John Kettlewell on March 14, 2012 at 12:19 AM

Seconded. Almost makes me think that the people who already agree with it in practice won’t buy the book, and the people who ought to read it won’t either. But liberals will buy it and proceed to talk about how their reading it backs up how they’re NOT dangerous knuckle-dragging Republicans, ’cause OMG like those are the people who are totally the only ones who are REALLY destroying this country, y’know!! I mean Sarah Palin and Fox News and Rush Limbaugh, and, and, and…(head explodes in self-righteous frustration)
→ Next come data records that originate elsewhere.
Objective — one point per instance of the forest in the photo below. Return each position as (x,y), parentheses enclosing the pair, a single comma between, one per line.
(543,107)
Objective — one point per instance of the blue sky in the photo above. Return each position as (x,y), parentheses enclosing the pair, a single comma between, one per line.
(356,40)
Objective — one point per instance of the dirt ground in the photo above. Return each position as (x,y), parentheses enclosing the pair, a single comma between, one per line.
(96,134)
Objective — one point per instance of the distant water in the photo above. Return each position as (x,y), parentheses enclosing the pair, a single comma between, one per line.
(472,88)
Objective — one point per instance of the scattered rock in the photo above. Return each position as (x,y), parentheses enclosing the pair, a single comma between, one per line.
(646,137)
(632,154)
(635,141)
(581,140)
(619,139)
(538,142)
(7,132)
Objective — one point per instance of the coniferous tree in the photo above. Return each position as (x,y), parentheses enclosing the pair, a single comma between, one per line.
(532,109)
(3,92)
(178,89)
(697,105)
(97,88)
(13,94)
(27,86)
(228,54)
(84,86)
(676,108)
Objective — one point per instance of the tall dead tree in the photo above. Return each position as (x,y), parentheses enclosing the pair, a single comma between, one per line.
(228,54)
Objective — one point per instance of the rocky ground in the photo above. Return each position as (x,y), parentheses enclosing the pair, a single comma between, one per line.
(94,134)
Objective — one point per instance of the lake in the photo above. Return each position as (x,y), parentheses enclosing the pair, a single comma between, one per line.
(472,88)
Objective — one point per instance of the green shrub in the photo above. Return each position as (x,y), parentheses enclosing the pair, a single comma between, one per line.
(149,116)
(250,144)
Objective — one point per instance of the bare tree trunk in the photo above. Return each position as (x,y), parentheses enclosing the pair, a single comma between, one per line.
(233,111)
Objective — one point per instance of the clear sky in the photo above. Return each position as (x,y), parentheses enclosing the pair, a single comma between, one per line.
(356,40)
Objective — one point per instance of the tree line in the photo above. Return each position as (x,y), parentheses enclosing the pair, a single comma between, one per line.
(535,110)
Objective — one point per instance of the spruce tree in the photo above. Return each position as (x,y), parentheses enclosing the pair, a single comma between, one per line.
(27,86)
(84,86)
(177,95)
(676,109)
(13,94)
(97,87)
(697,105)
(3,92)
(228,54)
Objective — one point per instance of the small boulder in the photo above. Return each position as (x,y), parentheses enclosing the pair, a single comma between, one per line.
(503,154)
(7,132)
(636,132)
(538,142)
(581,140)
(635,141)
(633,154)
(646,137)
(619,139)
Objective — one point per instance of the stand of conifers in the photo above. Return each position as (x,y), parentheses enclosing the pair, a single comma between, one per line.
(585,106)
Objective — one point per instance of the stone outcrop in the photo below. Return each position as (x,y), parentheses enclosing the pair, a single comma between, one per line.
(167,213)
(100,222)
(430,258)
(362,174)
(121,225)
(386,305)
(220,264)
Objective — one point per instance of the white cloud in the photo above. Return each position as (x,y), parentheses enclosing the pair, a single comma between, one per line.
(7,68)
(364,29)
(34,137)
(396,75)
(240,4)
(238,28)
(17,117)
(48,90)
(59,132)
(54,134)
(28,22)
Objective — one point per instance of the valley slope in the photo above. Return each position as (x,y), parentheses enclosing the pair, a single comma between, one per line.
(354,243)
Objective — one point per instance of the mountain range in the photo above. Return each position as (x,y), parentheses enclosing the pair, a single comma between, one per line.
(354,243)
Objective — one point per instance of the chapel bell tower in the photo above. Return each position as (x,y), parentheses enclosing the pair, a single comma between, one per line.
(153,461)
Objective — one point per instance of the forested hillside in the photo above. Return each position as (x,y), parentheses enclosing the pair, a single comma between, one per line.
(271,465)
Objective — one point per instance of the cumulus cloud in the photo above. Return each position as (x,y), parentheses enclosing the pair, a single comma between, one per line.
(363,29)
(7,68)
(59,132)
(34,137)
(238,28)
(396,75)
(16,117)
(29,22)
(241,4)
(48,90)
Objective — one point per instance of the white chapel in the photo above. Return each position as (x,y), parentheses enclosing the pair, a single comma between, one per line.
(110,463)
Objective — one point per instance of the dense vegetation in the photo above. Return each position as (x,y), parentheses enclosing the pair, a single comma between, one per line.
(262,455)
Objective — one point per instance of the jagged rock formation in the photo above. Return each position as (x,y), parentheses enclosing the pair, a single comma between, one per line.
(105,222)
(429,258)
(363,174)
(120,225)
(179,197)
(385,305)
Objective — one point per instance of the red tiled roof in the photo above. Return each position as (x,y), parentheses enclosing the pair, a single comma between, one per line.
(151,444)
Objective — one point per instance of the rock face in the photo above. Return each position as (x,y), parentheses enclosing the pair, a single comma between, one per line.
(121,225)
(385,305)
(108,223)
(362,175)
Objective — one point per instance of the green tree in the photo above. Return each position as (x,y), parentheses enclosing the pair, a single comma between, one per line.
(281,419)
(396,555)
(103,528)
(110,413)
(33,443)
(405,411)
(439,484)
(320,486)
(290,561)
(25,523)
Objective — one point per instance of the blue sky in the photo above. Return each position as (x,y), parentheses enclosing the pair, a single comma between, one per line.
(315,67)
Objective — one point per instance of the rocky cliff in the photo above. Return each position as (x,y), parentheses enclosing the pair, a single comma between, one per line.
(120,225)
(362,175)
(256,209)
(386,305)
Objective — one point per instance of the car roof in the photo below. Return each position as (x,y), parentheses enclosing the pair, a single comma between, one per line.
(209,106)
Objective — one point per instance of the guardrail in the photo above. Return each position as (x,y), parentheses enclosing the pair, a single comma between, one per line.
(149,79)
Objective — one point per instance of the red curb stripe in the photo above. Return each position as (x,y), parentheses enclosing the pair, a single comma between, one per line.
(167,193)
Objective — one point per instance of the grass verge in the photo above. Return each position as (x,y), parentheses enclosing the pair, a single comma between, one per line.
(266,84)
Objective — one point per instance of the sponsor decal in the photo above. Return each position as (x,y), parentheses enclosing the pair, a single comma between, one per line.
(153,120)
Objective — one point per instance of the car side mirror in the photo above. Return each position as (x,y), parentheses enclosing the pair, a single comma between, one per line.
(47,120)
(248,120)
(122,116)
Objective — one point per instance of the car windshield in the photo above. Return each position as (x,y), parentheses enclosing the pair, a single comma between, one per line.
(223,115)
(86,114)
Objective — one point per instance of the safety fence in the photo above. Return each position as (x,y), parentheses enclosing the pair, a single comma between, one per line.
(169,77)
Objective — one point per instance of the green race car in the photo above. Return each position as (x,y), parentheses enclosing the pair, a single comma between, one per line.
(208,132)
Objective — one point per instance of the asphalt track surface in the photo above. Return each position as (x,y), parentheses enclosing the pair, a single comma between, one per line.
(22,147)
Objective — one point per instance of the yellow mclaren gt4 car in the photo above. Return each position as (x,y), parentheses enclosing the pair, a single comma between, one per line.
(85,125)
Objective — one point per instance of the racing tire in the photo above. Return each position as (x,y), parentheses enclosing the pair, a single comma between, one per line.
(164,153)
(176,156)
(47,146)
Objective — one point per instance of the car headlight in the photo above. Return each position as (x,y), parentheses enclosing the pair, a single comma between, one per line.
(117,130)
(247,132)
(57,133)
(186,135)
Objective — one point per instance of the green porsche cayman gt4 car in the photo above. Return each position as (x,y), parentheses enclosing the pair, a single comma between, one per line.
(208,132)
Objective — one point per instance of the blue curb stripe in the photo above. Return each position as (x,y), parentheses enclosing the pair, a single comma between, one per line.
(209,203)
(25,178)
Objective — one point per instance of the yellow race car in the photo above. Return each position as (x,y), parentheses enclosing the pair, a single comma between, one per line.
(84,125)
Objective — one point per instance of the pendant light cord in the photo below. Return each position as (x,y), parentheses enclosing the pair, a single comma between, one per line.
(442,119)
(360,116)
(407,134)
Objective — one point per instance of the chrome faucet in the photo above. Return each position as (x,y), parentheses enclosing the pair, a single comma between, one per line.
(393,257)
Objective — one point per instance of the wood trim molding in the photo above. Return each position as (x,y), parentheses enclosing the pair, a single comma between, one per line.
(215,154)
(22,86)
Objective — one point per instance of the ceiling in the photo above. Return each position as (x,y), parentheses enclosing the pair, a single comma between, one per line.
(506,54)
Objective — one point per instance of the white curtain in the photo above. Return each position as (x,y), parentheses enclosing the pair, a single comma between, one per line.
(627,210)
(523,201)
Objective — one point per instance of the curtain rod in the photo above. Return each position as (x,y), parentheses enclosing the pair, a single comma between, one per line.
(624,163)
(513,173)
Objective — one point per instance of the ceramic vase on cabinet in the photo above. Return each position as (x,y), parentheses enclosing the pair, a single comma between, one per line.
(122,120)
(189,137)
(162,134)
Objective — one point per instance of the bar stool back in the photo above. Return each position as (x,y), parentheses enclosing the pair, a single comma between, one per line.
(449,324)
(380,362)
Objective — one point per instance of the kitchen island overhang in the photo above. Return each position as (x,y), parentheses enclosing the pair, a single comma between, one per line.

Liberty 5-3001 on March 14, 2012 at 9:57 AM

Ha, ha. I particularly like the phony “consequences” of “information overload” (1)Obesity (2)Hypertension (3)Sedentary Death Syndrone (4)Diabetes (5)Heart Disease (6)Distorted Sense of Time (7)Shallow Social Relationships (8)Reality Dysmorphia (9)Screen Addiction (10)Agnotology (11)Epistemic Closure (12)Democratic failure. Who figured all this out? What tests were completed to determine that too much info causes “Shallow Social Relationshps” or “Democratic failure”? This is more leftist dribble. To put this in other words: “We can’t control the entire media anymore so it is important that you only consume information that we deem is good for you (ie liberal propaganda)”. Nice try but you can’t stop the light of information.

Dollayo on March 14, 2012 at 3:13 PM

Treacher! I’m calling you out! But if you are a troll (and it is looking that way), you won’t be back.

Me? I am merely a lowly commenter. You? You are starting to look pretty bad, sonny!

Guess you trolled for more folks to take a gander at your blog perhaps?

Is it that bad??

Sherman1864 on March 14, 2012 at 7:14 PM

Meaning?

If that is all you have to say it is insufficient.

Sherman1864 on March 14, 2012 at 3:48 AM

Meaning that the fact that this guy built and managed Barack Obama’s online campaign for the presidency in 2008 is all I need to know.

Please let me know if you have any other questions. Have a pleasant evening.

Jim Treacher on March 14, 2012 at 8:37 PM

Oh, and I was talking to Tina, not you. Just because a comment appears below yours doesn’t necessarily mean it’s replying to you. That’s not really how the Internet works. Hope that helps.